The Contrary Child
( Originally Published Early 1900's )
HE presents a problem for the present and a source of anxiety for the future. It may be because of heredity and natural disposition; it may be on account of environment and training that he carries an attitude of constant belligerency. Whatever is suggested, his first reaction is against it.
Occasionally a fond parent (usually male) will point with a curious sort of pride at the red-faced Contrary Child, as he shakes his fist at his small world, and say, "He wilt stand up for his rights. No one will impose upon him."
In a flash comes to us a picture of the Contrary Child grown into the Contrary Man, and shaking his fist at the world at large. We see him in meetings, political and religious, rising to object. We see him rousing antagonism in his home, and making tranquillity in his business impossible. We see him placated by those near of kin, disliked by business associates, avoided by all who can do so, and merely tolerated by those who can't. We see him ridiculed, abused, rarely loved. Unfair? Perhaps, for he is neither dishonest, immoral nor cruel; but inevitable, for he ostracizes himself by placing himself always in opposition.
We would save you from such a future, Contrary Child. You are little now, and susceptible, and transparent. Our easiest course is to "get along" with you by means of a system of deceit and manipulation. We suggest, perhaps, the exact opposite of the thing we want done, and then apparently comply with your objection. We camouflage our desires so that they appear to be your own. But in this we mortgage your future happiness at the expense of our present peace.
What, then, shall we meet fire with fire, and bend you to our will? In so doing we shall merely replace contrariness with sullenness, and breed secretiveness.

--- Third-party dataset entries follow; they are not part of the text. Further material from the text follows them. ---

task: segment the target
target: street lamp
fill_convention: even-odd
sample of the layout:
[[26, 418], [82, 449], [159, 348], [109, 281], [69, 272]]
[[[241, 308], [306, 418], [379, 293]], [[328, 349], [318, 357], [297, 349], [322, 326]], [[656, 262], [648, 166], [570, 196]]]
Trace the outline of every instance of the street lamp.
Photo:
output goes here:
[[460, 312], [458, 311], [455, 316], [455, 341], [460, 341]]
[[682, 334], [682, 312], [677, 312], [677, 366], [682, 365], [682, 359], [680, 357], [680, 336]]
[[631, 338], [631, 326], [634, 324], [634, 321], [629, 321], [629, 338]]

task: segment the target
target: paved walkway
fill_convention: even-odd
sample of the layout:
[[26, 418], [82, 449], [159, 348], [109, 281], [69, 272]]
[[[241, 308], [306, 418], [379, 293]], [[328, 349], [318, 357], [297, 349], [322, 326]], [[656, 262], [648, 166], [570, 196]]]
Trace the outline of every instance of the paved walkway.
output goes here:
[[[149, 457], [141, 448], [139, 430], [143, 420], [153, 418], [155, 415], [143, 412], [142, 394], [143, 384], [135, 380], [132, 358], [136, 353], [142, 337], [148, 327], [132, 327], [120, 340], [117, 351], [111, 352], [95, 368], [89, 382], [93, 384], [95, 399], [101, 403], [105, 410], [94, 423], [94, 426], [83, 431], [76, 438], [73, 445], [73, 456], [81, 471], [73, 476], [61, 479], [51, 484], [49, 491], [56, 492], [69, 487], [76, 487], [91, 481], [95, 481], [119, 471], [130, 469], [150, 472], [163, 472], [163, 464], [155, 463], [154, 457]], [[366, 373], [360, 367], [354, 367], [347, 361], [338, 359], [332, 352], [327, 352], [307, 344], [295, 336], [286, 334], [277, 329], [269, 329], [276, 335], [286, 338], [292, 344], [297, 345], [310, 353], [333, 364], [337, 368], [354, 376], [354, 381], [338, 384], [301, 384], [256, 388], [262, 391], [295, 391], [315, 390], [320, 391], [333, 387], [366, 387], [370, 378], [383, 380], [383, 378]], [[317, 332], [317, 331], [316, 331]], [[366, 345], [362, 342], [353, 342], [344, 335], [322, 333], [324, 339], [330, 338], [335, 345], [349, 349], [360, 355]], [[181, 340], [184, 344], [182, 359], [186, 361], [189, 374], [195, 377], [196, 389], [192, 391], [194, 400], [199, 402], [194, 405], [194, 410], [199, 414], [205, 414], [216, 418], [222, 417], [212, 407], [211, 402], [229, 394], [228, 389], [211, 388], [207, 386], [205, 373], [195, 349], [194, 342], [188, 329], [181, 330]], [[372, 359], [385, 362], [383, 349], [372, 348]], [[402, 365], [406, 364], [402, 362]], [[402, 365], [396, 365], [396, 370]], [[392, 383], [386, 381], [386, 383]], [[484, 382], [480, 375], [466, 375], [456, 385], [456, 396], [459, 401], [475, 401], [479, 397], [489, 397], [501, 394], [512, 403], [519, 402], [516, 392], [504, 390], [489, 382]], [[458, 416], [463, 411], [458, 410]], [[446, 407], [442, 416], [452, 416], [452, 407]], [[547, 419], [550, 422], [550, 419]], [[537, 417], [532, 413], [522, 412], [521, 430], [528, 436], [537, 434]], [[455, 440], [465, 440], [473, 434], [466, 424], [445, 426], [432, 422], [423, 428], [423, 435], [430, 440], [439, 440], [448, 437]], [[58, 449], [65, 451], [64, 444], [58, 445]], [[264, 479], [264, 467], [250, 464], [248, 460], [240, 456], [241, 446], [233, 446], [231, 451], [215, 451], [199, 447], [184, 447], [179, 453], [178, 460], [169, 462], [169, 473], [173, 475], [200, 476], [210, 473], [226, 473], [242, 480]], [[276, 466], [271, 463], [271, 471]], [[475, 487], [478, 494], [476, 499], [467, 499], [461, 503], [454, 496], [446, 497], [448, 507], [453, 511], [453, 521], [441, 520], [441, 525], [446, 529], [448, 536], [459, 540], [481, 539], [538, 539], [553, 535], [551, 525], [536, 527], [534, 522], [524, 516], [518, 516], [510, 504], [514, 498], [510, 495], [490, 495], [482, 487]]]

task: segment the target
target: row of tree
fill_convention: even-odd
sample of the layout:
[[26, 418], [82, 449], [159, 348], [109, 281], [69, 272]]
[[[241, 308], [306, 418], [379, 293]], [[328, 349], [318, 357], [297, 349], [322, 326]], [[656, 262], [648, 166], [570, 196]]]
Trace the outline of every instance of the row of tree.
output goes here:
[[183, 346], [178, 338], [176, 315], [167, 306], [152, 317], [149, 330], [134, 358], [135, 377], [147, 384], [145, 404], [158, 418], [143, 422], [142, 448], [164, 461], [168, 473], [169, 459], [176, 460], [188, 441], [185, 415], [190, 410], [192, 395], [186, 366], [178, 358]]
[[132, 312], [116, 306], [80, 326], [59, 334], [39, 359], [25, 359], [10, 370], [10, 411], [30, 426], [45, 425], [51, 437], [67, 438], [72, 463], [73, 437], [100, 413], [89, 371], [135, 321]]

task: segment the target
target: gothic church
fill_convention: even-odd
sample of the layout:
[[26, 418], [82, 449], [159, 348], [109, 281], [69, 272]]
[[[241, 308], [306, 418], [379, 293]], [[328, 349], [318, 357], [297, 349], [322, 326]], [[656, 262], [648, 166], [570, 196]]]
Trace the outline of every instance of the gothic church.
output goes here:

No; our task is to cultivate in you good-will and the expectation of it in others. We shall take pains to suggest an act to you at a time when interest has made you forget yourself. Although we shall insist upon your doing some things we ask against your will, we realize that joy must be associated with action often enough to counteract your constitutional tendency to opposition. We shall plan helpful deeds for others so fascinating as to create the spirit of good-will in both giver and receiver.
We shall be firm with you, Contrary Child, but never antagonistic, for we are striving to quench the flame of rage, not to fan it. We shall stretch out a sympathetic, strong hand to you and by our attitude say, "Life is a charming adventure, with happiness for all. Come! let us carry her book to grandmother, and steal away so she will not know who brought it. Listen! there are the footsteps of somebody bringing our share of happiness to us. Let us show him our pleasure."
On such a quest the chip is bound to fall from the shoulder of the Contrary Child. In consideration of others he forgets protection of his own rights, and thus gains for himself the right of good-fellowship and happiness and love. Never born to be a weak man, as his father dimly realizes, he is on the road to become a man of opinions but not opinionated, and to find in the world the friendship he gives it.